What is a hypothesis in statistics?
It’s an educated guess about a population, stated as H0 (null) and H1 (alternative), and they must be mutually exclusive.
What are the steps of hypothesis testing?
- State the hypothesis 2. Define the method & gather data 3. Make a decision using statistics and thresholds
What is the P-value used for?
It’s used to help decide whether to reject the null hypothesis based on the likelihood of the observed result.
What is a P-value?
It’s the probability of getting your result (or something more extreme) if the null hypothesis is true.
What does a low P-value mean?
The result is unlikely under the null hypothesis, so we may reject H0 and consider H1 instead.
How do we interpret the P-value in a distribution?
If your result falls in the middle, it likely has no effect.
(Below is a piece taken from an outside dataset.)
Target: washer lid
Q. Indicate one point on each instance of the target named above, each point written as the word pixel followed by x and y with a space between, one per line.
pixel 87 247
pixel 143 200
If it’s in the tail, it might be significant.
What determines statistical significance?
Whether the P-value is smaller than the chosen level of significance (e.g., 0.05).
What are the two types of hypothesis tests?
- Two-tailed (two-sided) 2. One-tailed (one-sided)
What is a two-tailed test?
You test whether there’s any difference — e.g., men and women have different Instagram followers (without saying who has more).
What is a one-tailed test?
You test for a specific direction — e.g., women have more Instagram followers than men.
What is the main difference between one-sided and two-sided tests?
Two-sided tests check for any difference. One-sided tests check for a difference in a specific direction.
What are one-sided tests used for?
Only for t-tests. They cannot be used for ANOVA, regression, or chi-squared tests.
What does R do by default for p-values?
R gives the p-value for a two-sided test. For a one-sided test, divide the p-value by 2 or indicate it directly.